Ekipa UTEX ROW Rybnik swoje ostatnie ligowe zwycięstwo odnotowała 13 grudnia ubiegłego roku, kiedy to w Jeleniej Górze podopieczne Mirosława Orczyka wygrały po dogrywce. Wtedy jednak w drużynie były jeszcze Amerykanki, które były motorem napędowym śląskiego teamu.
Rybniczanki bardzo blisko przełamania fatalnej dla siebie passy były w minioną sobotę, kiedy to po dramatycznym pojedynku uległy w Łodzi ŁKS-owi Siemens AGD 57:61. Tym razem wszyscy zapowiadają, że zwycięstwo i dwa punkty pojadą do Rybnika.
- Po ostatnim meczu w Łodzi patrzymy z optymizmem na konfrontację w Pabianicach.

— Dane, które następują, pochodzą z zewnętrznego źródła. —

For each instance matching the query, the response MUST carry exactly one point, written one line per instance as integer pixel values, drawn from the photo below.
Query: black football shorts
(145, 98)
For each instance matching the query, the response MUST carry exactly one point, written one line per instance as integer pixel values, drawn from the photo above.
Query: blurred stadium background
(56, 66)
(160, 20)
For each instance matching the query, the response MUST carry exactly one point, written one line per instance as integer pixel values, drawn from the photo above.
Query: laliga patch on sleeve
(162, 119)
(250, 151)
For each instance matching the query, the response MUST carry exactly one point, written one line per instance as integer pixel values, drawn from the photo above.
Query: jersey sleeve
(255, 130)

Nasza gra wyglądała już zdecydowanie lepiej, jednak zwycięstwa nie udało się odnieść. Po sześciu kolejnych porażkach musimy podnieść się przede wszystkim psychicznie przed fazą play off, dlatego do Pabianic jedziemy z jasno określonym celem: odnieść zwycięstwo! - zapowiada drugi trener rybnickiego zespołu Adam Rener.
Rybniczanki pomimo fatalnej serii nadal mają szanse na zakończenie rundy zasadniczej na szóstej pozycji, dlatego tak bardzo liczą na wygranie w Pabianicach. W środowym spotkaniu trener Orczyk nie będzie miał już problemów z Magdaleną Radwan, która przed tygodniem doznała kontuzji skręcenia kostki. Radwan czuje się już dobrze i w środę będzie do całkowitej dyspozycji swojego trenera.

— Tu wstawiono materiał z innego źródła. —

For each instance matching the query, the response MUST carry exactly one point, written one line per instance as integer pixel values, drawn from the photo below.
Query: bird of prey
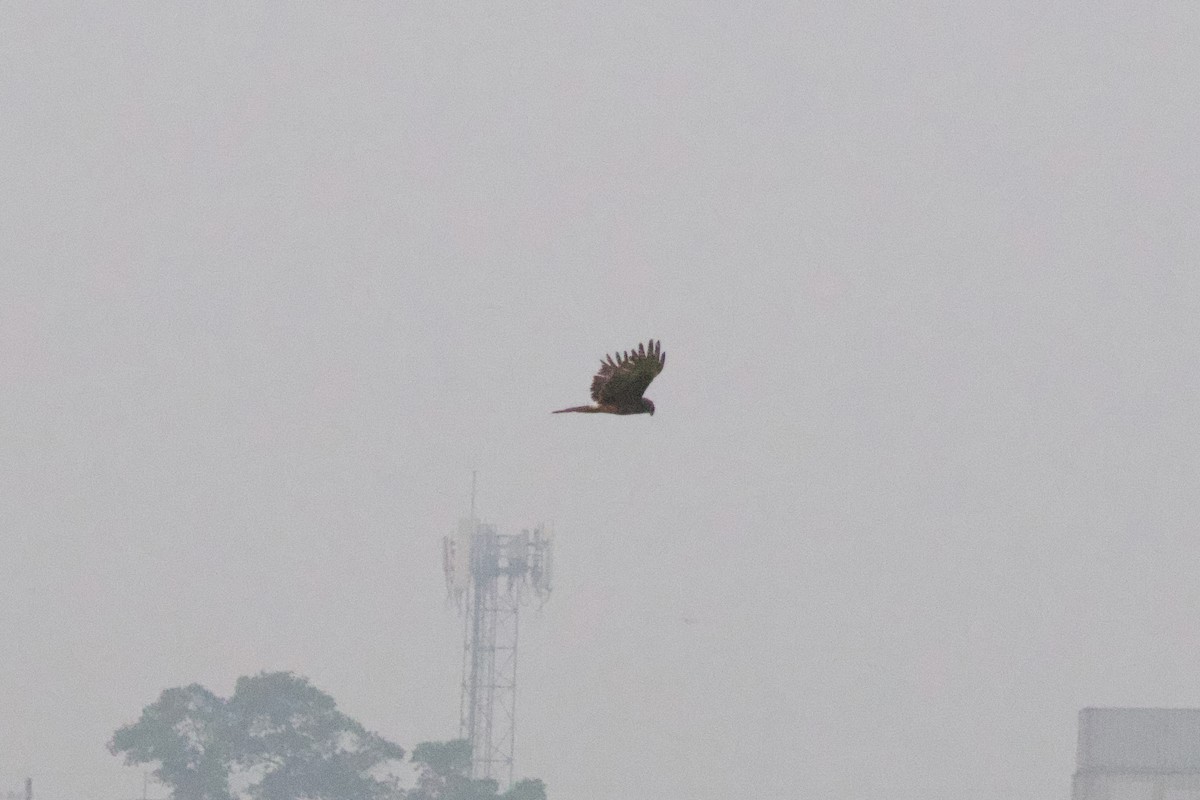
(618, 386)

W Pabianicach przygotowania do pojedynku z Rybnikiem są bardzo gorączkowe, gdyż ewentualna porażka może praktycznie do zera zminimalizować szanse beniaminka na utrzymanie się w Ford Germaz Ekstraklasie. PTK Aflofarm Vicard traci do przedostatniej w tabeli drużyny ŁKS-u Siemens AGD 3 oczka, dlatego sytuacja, żeby nie powiedzieć dramatyczna, jest bardzo ciężka, tym bardziej, że łodzianki Rybnik pokonały w poprzedniej kolejce.

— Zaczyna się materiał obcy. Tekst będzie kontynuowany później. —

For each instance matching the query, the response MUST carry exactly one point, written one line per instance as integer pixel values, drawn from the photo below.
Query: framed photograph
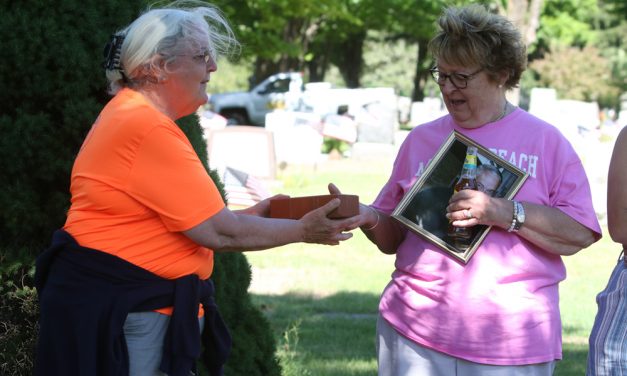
(423, 208)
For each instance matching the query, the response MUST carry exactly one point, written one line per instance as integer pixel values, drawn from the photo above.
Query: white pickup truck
(282, 90)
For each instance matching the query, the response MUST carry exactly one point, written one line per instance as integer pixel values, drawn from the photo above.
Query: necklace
(502, 115)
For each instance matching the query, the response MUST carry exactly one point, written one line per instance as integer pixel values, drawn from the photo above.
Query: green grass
(322, 301)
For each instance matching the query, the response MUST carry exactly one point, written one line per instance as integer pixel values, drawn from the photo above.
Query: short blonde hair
(164, 32)
(472, 36)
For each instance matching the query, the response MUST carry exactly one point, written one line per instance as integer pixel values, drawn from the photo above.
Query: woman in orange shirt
(141, 195)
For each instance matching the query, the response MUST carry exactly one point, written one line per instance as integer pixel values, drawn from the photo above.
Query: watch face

Dużo w kadrze Sławomira Depty zależeć będzie od postawy zawodniczek zagranicznych, które po przybyciu do Pabianic ciągną i napędzają cały ten wózek. Nie bez znaczenia będzie również postawa takich zawodniczek jak Renata Piestrzyńska czy Anna Szyćko. Był swoją drużynę będzie chciała również odprawić Olena Proshchenko, która tego sezonu nie może zaliczyć do udanych. Jej rzuty trzypunktowe mogą jednak być kluczowe przy wyrównanym meczu.
Początek środowego spotkania w Pabianicach zaplanowano na godzinę 18:00.